Conditional Distribution Learning for Graph Classification
Jie Chen, Hua Mao, Chuanbin Liu, Zhu Wang, Xi Peng
TL;DR
Addresses the challenge of utilizing diverse graph augmentations while preserving intrinsic semantics in semisupervised graph classification. Proposes Conditional Distribution Learning (CDL), which aligns the conditional distributions of weakly and strongly augmented node embeddings relative to original embeddings, and uses positive pairs with the original features to measure similarity and avoid intraview conflicts.
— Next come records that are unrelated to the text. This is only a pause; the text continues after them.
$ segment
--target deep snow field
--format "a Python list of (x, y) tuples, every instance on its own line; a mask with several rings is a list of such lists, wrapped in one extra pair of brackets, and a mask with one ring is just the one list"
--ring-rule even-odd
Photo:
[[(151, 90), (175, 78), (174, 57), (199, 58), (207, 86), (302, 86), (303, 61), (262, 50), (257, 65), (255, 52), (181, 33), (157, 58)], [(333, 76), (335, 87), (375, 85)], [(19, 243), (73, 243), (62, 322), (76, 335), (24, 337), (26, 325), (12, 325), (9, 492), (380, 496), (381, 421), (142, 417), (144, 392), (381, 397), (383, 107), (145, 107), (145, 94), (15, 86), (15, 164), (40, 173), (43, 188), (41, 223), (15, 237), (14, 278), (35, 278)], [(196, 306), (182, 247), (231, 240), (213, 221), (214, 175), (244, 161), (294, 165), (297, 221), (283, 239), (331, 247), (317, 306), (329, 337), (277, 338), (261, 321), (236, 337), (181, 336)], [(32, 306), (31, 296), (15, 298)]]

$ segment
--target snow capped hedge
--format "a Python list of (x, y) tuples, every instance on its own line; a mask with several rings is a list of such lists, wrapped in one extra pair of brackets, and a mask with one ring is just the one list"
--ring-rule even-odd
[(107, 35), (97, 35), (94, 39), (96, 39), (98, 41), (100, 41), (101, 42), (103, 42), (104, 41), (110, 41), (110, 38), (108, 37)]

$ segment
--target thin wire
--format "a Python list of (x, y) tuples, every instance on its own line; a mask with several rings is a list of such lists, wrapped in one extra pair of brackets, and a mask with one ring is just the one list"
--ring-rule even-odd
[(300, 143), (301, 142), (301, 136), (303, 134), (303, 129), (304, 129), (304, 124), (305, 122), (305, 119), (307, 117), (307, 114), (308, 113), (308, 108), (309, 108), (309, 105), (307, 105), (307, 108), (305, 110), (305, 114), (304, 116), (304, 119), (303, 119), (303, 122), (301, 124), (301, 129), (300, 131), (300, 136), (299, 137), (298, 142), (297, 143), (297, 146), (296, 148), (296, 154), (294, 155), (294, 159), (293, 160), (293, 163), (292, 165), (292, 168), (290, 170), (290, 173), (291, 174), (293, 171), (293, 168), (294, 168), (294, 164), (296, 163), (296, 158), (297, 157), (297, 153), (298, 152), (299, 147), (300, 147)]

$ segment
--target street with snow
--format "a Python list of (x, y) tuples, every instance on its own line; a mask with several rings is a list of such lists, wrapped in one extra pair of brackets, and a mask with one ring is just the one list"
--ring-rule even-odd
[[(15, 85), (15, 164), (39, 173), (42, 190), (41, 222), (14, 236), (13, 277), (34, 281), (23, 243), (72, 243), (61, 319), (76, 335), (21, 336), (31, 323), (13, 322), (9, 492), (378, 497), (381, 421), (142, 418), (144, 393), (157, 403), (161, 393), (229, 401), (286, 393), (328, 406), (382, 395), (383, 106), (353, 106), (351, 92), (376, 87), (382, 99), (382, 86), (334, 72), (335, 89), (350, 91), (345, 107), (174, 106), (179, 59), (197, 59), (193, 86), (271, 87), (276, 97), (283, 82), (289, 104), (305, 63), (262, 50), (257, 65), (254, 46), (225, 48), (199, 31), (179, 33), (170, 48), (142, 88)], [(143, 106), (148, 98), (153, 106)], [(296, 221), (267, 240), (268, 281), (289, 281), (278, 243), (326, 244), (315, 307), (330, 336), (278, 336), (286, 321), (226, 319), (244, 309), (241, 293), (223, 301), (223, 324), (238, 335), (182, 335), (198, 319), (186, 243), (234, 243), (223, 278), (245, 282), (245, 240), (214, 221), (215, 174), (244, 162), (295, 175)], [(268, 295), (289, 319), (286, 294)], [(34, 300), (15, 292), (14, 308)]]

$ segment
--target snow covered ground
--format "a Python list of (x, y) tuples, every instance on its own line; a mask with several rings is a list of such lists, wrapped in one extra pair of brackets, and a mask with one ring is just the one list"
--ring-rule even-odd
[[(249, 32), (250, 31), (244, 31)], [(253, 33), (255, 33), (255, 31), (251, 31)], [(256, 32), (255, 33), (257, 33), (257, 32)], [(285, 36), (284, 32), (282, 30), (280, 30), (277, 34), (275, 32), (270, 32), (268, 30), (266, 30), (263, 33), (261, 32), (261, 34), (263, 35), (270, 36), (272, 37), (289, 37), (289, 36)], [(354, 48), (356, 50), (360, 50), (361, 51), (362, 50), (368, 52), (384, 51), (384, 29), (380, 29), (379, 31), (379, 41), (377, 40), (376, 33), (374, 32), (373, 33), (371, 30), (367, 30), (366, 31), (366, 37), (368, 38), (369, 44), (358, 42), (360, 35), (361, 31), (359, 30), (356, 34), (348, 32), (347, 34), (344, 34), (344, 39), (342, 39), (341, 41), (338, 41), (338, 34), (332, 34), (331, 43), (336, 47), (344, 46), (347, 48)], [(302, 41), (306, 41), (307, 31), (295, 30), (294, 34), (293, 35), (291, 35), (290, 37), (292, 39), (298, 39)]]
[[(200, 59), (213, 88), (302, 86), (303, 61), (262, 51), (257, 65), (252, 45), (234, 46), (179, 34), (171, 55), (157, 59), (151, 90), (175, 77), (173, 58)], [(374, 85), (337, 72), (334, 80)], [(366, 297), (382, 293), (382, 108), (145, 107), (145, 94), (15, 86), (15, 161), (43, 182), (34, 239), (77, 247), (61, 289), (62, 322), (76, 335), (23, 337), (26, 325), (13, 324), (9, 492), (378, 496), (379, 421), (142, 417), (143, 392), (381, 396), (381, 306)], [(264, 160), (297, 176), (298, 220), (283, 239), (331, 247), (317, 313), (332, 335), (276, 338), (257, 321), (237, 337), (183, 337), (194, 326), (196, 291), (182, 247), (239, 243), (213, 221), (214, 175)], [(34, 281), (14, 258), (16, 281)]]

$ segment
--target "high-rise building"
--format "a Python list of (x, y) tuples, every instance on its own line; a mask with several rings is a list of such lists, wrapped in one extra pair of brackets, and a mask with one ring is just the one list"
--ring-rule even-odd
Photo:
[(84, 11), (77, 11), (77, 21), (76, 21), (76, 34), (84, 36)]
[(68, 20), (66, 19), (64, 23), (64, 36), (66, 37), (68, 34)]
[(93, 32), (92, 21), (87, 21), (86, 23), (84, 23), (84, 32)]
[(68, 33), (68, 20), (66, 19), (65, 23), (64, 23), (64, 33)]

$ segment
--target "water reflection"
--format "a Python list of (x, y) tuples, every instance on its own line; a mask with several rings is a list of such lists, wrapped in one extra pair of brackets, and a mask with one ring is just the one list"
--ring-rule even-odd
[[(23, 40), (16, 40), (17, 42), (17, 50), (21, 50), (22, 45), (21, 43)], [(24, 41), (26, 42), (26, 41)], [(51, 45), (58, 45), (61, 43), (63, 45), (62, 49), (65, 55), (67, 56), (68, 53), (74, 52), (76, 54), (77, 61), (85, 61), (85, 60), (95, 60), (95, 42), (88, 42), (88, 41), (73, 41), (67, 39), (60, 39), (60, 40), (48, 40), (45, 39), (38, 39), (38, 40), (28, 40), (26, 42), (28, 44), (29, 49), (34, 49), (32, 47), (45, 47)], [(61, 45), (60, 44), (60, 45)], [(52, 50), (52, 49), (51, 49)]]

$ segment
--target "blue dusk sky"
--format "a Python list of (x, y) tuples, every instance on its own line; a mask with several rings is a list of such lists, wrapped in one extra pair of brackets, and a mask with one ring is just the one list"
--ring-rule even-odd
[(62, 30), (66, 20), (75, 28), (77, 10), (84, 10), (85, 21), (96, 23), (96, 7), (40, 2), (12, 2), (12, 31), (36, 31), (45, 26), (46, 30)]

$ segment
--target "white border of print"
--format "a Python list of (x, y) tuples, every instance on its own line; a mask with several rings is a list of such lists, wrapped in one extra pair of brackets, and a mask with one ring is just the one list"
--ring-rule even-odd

Employs a two-stage training scheme (pretraining with a shared GNN encoder and projection head, followed by fine-tuning with labeled data) and a distribution-divergence loss L_d alongside a positive-pair loss L_s and cross-entropy L_c. On eight benchmark graph datasets, CDL consistently outperforms state-of-the-art graph-contrastive and related methods, demonstrating its effectiveness in leveraging augmentations while preserving semantics.
Abstract
Leveraging the diversity and quantity of data provided by various graph-structured data augmentations while preserving intrinsic semantic information is challenging. Additionally, successive layers in graph neural network (GNN) tend to produce more similar node embeddings, while graph contrastive learning aims to increase the dissimilarity between negative pairs of node embeddings. This inevitably results in a conflict between the message-passing mechanism (MPM) of GNNs and the contrastive learning (CL) of negative pairs via intraviews. In this paper, we propose a conditional distribution learning (CDL) method that learns graph representations from graph-structured data for semisupervised graph classification. Specifically, we present an end-to-end graph representation learning model to align the conditional distributions of weakly and strongly augmented features over the original features. This alignment enables the CDL model to effectively preserve intrinsic semantic information when both weak and strong augmentations are applied to graph-structured data. To avoid the conflict between the MPM and the CL of negative pairs, positive pairs of node representations are retained for measuring the similarity between the original features and the corresponding weakly augmented features. Extensive experiments with several benchmark graph datasets demonstrate the effectiveness of the proposed CDL method.